- Je dois penser au bonheur de ma femme, dit-il à Hortense. Les choses ne se sont pas arrangées comme je l'espérais. Elle est effarouchée des agréments de votre mère et de l'empire qu'on lui connaît sur mon esprit. Je le sais, à n'en pas douter.
Il s'arrête de marcher. C'est l'automne. Dans le parc du château de Saint-Cloud, les jardiniers entassent ici et là des feuilles mortes. Des fumerolles s'élèvent aux limites de la forêt aux couleurs rousses. Ils ont commencé à brûler les feuilles tombées.
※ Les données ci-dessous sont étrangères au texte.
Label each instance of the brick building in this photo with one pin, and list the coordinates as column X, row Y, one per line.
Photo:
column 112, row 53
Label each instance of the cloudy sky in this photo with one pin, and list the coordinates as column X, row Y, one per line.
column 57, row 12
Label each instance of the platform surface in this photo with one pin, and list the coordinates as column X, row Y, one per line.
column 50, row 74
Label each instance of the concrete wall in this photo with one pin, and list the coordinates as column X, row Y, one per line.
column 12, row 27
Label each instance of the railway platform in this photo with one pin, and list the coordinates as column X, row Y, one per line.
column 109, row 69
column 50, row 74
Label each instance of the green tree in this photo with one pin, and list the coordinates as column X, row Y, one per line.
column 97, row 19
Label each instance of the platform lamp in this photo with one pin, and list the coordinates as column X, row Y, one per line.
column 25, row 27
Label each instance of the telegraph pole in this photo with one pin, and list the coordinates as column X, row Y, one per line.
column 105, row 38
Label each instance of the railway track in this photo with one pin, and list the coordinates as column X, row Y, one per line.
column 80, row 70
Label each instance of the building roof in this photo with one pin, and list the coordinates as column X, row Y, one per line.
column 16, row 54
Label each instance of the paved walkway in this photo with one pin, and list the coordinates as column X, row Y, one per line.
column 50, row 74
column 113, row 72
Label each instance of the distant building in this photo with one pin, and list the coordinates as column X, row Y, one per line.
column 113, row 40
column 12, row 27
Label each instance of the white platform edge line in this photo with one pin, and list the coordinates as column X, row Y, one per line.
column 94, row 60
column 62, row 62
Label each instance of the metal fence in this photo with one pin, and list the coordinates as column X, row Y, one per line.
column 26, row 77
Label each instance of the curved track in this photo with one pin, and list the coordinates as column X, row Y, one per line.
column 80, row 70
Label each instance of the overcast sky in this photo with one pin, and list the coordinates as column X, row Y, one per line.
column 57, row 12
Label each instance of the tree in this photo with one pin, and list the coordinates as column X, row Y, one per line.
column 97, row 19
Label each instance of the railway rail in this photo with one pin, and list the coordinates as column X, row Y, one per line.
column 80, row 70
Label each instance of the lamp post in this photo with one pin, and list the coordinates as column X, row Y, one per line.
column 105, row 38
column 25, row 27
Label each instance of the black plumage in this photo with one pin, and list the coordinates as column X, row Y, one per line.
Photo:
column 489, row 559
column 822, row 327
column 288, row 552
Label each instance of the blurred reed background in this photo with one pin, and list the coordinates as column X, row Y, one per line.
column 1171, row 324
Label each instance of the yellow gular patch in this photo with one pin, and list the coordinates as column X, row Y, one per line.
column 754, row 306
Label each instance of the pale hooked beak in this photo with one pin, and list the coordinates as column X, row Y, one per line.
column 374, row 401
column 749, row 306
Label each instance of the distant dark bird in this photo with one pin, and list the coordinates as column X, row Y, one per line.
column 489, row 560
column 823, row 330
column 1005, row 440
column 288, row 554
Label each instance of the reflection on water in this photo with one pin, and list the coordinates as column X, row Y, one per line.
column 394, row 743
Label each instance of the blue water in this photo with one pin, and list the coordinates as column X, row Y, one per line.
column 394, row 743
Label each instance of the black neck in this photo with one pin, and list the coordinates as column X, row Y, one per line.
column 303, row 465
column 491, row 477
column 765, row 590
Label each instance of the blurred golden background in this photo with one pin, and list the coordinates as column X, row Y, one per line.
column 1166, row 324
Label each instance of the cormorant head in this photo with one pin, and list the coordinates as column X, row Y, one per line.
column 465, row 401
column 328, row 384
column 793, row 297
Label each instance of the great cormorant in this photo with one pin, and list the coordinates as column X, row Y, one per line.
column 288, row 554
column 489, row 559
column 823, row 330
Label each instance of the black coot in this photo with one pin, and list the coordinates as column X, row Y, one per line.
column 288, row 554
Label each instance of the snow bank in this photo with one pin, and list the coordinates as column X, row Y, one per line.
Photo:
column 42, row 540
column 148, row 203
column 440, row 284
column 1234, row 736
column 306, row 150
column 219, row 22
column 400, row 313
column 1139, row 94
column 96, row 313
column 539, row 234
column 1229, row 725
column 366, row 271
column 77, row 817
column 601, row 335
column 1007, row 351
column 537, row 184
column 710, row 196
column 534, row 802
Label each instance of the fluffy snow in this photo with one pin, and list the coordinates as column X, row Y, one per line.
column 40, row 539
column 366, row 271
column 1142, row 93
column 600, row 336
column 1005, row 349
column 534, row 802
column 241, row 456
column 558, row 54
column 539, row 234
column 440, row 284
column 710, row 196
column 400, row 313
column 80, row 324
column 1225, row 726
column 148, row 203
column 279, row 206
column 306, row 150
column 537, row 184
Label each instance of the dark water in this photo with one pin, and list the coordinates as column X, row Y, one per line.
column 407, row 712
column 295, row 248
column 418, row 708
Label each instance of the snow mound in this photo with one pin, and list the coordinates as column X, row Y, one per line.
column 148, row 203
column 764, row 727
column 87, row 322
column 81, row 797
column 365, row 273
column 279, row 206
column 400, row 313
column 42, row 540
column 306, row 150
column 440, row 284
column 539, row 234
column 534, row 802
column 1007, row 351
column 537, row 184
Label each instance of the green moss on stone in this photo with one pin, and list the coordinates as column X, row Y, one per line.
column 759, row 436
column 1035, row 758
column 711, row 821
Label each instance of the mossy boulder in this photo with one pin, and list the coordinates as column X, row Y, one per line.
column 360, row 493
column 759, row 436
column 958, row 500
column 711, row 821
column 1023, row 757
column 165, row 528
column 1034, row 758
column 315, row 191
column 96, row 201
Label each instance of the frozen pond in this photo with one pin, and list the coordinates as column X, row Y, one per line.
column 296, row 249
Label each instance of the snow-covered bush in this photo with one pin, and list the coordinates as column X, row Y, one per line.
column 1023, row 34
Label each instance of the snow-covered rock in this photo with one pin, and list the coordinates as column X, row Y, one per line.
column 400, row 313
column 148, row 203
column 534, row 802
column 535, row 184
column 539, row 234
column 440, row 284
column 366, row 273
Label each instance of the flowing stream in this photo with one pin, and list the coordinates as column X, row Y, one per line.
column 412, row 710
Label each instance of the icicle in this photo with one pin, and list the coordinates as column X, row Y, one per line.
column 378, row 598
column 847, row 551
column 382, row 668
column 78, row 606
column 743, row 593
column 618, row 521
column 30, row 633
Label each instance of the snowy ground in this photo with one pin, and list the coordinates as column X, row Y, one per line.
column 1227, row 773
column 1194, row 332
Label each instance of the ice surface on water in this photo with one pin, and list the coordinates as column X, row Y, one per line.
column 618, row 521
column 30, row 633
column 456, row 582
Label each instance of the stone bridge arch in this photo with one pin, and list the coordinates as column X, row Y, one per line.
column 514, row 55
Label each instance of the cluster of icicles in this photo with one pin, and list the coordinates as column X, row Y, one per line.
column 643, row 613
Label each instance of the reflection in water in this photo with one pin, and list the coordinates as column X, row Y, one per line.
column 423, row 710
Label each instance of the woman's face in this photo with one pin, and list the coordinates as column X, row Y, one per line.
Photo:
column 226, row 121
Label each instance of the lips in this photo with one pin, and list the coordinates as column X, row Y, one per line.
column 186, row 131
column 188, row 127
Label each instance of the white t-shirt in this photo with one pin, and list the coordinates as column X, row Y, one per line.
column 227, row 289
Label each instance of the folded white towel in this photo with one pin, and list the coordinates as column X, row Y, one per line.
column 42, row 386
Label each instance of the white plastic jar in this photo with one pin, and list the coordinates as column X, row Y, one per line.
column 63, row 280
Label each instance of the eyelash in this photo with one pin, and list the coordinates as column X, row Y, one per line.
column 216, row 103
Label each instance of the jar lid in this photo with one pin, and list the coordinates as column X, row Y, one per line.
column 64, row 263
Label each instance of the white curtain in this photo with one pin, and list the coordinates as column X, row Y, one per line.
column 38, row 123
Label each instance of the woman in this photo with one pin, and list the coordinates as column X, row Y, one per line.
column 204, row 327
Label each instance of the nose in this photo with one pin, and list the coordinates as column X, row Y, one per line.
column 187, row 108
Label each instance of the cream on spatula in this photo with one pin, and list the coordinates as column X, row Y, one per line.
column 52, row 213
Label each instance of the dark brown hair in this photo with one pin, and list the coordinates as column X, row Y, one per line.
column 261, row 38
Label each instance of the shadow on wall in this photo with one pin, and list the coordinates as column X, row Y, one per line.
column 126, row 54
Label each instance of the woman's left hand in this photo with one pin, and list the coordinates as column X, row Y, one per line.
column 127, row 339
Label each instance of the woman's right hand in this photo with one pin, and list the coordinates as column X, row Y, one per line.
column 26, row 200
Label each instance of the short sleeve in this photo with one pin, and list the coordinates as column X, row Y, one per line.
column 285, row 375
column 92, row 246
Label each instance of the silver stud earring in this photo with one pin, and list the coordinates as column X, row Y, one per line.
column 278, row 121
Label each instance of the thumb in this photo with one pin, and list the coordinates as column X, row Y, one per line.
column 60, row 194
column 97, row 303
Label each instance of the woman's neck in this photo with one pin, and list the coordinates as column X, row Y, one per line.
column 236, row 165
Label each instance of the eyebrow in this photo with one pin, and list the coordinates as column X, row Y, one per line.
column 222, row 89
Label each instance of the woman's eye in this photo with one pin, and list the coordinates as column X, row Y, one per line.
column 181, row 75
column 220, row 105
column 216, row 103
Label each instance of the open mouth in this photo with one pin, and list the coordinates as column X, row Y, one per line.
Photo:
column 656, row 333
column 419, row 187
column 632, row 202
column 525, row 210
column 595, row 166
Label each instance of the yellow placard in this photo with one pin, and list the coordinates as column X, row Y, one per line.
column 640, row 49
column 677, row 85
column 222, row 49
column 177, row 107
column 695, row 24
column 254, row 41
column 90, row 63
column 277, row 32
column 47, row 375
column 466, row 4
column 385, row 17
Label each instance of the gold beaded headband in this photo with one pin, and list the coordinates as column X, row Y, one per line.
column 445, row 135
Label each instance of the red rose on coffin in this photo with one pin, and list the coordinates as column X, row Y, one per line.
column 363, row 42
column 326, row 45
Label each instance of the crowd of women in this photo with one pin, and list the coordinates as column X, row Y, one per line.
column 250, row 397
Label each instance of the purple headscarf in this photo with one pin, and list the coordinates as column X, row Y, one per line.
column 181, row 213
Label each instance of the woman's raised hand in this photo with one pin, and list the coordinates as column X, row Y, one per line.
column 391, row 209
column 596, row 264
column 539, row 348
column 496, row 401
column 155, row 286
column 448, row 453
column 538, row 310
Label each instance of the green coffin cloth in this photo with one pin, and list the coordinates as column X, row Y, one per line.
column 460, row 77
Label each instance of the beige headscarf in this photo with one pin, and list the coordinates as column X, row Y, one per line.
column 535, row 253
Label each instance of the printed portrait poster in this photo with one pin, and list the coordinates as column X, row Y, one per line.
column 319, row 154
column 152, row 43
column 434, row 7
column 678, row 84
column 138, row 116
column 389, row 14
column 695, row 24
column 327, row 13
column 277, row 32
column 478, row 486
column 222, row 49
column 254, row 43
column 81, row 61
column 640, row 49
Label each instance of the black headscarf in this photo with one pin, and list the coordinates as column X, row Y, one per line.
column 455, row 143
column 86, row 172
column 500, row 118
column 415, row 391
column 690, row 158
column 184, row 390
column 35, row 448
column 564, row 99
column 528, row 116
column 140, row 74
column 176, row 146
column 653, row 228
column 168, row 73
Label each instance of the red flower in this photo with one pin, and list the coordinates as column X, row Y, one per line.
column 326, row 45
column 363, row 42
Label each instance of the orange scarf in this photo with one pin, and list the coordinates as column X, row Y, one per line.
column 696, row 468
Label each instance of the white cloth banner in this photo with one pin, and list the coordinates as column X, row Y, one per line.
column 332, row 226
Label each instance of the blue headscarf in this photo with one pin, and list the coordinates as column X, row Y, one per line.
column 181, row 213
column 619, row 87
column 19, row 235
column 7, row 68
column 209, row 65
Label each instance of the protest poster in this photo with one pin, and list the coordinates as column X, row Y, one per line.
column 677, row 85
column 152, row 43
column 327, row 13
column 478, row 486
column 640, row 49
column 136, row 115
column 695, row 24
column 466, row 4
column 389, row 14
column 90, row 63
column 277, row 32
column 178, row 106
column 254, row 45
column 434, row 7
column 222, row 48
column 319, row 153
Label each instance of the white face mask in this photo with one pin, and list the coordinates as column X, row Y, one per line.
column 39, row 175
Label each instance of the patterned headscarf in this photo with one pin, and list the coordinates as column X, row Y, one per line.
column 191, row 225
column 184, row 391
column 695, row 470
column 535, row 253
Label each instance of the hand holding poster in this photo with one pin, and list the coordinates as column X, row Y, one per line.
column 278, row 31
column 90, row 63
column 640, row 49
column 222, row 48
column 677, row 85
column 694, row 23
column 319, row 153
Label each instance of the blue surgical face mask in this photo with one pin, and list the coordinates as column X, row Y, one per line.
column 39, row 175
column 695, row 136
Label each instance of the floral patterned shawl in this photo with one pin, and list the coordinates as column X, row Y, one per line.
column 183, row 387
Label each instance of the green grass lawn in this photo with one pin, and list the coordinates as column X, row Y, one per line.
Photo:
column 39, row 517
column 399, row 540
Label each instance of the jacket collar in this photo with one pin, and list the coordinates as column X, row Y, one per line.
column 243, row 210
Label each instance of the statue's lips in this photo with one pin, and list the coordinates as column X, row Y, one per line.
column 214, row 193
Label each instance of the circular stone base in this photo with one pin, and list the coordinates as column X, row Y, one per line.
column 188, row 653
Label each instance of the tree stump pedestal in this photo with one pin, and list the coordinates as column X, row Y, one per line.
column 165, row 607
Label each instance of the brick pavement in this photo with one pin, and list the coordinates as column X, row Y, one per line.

- Dernièrement, reprend-il, je voulus aller me promener avec elle à la Malmaison. J'ignore si elle crut que votre mère y était, mais elle se mit à pleurer et je fus obligé de changer de direction.
- Quoi qu'il en soit, continue-t-il, je ne contraindrai l'Impératrice Joséphine en rien. Je me souviendrai toujours du sacrifice qu'elle m'a fait. Si elle veut s'établir à Rome, je l'en nommerai gouvernante. À Bruxelles, elle peut encore y tenir une cour superbe et faire du bien au pays. Près de son fils et de ses petits-enfants, elle serait mieux encore et plus convenablement. Mais...
Il écarte les mains. Il sait bien qu'elle ne veut rien de tout cela !
- Écrivez-lui que, si elle préfère vivre à la Malmaison, je ne m'y opposerai pas.
Rentré au château, il écrit à la hâte quelques lignes à Joséphine.
« Mon opinion était que tu ne peux être l'hiver convenablement qu'à Milan ou à Navarre ; après cela, j'approuve tout ce que tu feras, car je ne veux te gêner en rien.
« Adieu, mon amie ; l'Impératrice est grosse de quatre mois, et nomme Madame de Montesquiou gouvernante des enfants de France. Sois contente et ne te monte pas la tête. Ne doute jamais de mes sentiments.
« Napoléon »
Il garde son affection pour Joséphine, et il est attaché à Marie-Louise, qui l'émeut.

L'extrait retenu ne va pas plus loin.